Divisibility is a relation, much like inequalities, instead of an operator. In particular, the relation $2 \mid 6$ does not spill out the number $3$; equivalently, $2 < 6$ should not be confused with $6-2$.

Also note that divisibility is not symmetric: if $a\mid b$, it is usually not true that $b \mid a$, so you should never confuse the roles of $a$ and $b$ in the relation: $2 \mid 6$ but $6 \nmid 2$.

Remark 2.3. One should strictly follow the definition in Definition 2.1, rather than following the intuition "$\frac a b$ is an integer". Although they essentially mount the same (exception: $0 \mid 0$ but $\frac 0 0$ is undefined), thinking about divisibility in terms of ratios can easily screw up your understanding of divisibility of in other scenarios in algebra. Nonetheless, it is best to regard Definition 2.1.

Next I shall throw a couple of theorems about divisibility that are no more than simple applications of the difinition. They all make intuitive sense.

Theorem 2.4. Let $a,b \in \Z$ with $a \mid b$, then $a\mid bc$ for any $c \in \Z$.

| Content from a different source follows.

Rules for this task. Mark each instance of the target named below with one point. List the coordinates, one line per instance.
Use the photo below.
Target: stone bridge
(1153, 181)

Proof. By definition, we have $b = ak$ for some $k \in \Z$. Thus $bc = (ak)c = a(kc)$ and $kc \in \Z$, which gives the claim. $\square$

Theorem 2.5. If $a \mid b$ and $b \mid c$ then $a \mid c$.

Proof. Now we have $b=ak$ and $c=bl$ for some $k,l \in \Z$. Then $c = bl = (ak)l =a(kl)$ and $kl \in \Z$, so $a\mid c$. $\square$

Theorem 2.6. If $a\mid b$ and $a\mid c$ then $a\mid (br+cs)$ for every $r,s \in \Z$.

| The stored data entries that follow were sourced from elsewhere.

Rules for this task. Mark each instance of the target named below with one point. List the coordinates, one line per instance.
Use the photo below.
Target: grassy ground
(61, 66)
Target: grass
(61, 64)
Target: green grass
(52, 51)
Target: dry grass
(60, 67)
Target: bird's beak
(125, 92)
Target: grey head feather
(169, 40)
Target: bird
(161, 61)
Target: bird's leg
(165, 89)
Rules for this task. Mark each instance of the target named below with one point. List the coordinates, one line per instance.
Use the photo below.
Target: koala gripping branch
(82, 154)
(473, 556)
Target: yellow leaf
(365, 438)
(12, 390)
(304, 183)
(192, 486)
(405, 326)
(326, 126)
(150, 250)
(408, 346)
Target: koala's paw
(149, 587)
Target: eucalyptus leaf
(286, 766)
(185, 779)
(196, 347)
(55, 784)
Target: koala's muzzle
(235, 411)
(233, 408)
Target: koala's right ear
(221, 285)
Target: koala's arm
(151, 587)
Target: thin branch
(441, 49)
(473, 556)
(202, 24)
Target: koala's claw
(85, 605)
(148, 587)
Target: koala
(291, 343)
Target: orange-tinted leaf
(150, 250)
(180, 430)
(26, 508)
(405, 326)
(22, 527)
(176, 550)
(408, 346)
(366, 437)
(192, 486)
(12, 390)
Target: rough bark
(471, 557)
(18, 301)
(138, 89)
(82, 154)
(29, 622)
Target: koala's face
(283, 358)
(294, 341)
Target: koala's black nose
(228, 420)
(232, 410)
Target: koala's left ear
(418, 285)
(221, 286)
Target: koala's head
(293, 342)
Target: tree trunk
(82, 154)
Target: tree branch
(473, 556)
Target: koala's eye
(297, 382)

Proof. We have $b = ak$ and $c = al$ for some $k,l \in \Z$. Then

$br + cs = (ak)r + (al)s = a(kr+ls)$

and $kr + ls \in \Z$, so $a\mid (br+cs)$. $\square$

In the language of linear algera, Theorem 2.6 says any factor of two integers is also a factor of any $\Z$-linear combination of two integers. To avoid silly errors, keep in mind the following false implications: generally

$a \mid bc \not\Rightarrow a \mid b\ \textrm{or}\ a\mid c$

(for instance $6 | (4 \cdot 9)$ but 6 divides neither 4 or 9) and

$a \mid b^n \not\Rightarrow a \mid b$

(for instance $12 \mid 6^6$ but $12$ does not divide $6$).

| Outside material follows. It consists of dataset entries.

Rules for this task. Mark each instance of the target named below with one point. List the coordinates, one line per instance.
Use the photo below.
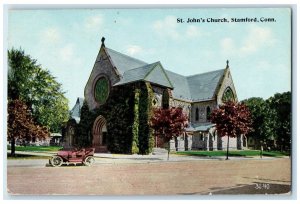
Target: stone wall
(202, 106)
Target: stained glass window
(101, 90)
(228, 95)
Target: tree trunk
(168, 150)
(227, 148)
(13, 147)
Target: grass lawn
(37, 148)
(20, 156)
(239, 153)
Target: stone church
(117, 79)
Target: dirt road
(163, 178)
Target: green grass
(240, 153)
(20, 156)
(37, 148)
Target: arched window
(165, 98)
(197, 114)
(228, 95)
(208, 112)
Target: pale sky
(66, 42)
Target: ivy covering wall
(127, 112)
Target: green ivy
(145, 132)
(127, 112)
(135, 126)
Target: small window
(165, 98)
(197, 114)
(208, 112)
(228, 95)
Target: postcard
(149, 101)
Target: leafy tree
(281, 105)
(232, 119)
(38, 89)
(20, 124)
(168, 123)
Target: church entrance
(100, 134)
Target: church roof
(123, 62)
(181, 88)
(75, 112)
(153, 73)
(199, 87)
(203, 86)
(200, 127)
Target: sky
(67, 41)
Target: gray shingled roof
(198, 87)
(75, 112)
(181, 88)
(123, 62)
(203, 86)
(153, 73)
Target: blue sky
(66, 42)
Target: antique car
(75, 156)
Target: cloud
(66, 53)
(93, 22)
(133, 49)
(167, 27)
(228, 46)
(51, 35)
(258, 38)
(193, 31)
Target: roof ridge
(205, 73)
(125, 55)
(141, 66)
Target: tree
(168, 123)
(281, 105)
(232, 119)
(20, 124)
(40, 91)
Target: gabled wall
(226, 81)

## Greatest Common Divisors

For two nonzero integers $a$ and $b$, their greatest common divisor is the largest integer which is a factor of both of them. It is denoted $(a,b)$. For instance, $(12, 18) = 6$ and $(-9,15)=3$. Do not confuse our usage of parentheses in $(a,b)$ with the notation for open intervals in calculus. The number $1$ is always a common divisor, and it is the greatest common divisor exactly when $a$ and $b$ are relatively prime.

The naive approach of finding the greatest common divisor of two integers in to factor each into primes and extract the greatest common divisor from the prime power factors that appear.

Example 3.1. Consider $a = 19088597$ and $b = 39083$. Since

$19088597 = 11^2 \cdot 19^3 \cdot 23,\ 39083 = 11^2 \cdot 17 \cdot 19,$

we have $(19088597, 39083) = 11^2 \cdot 19 = 2299$.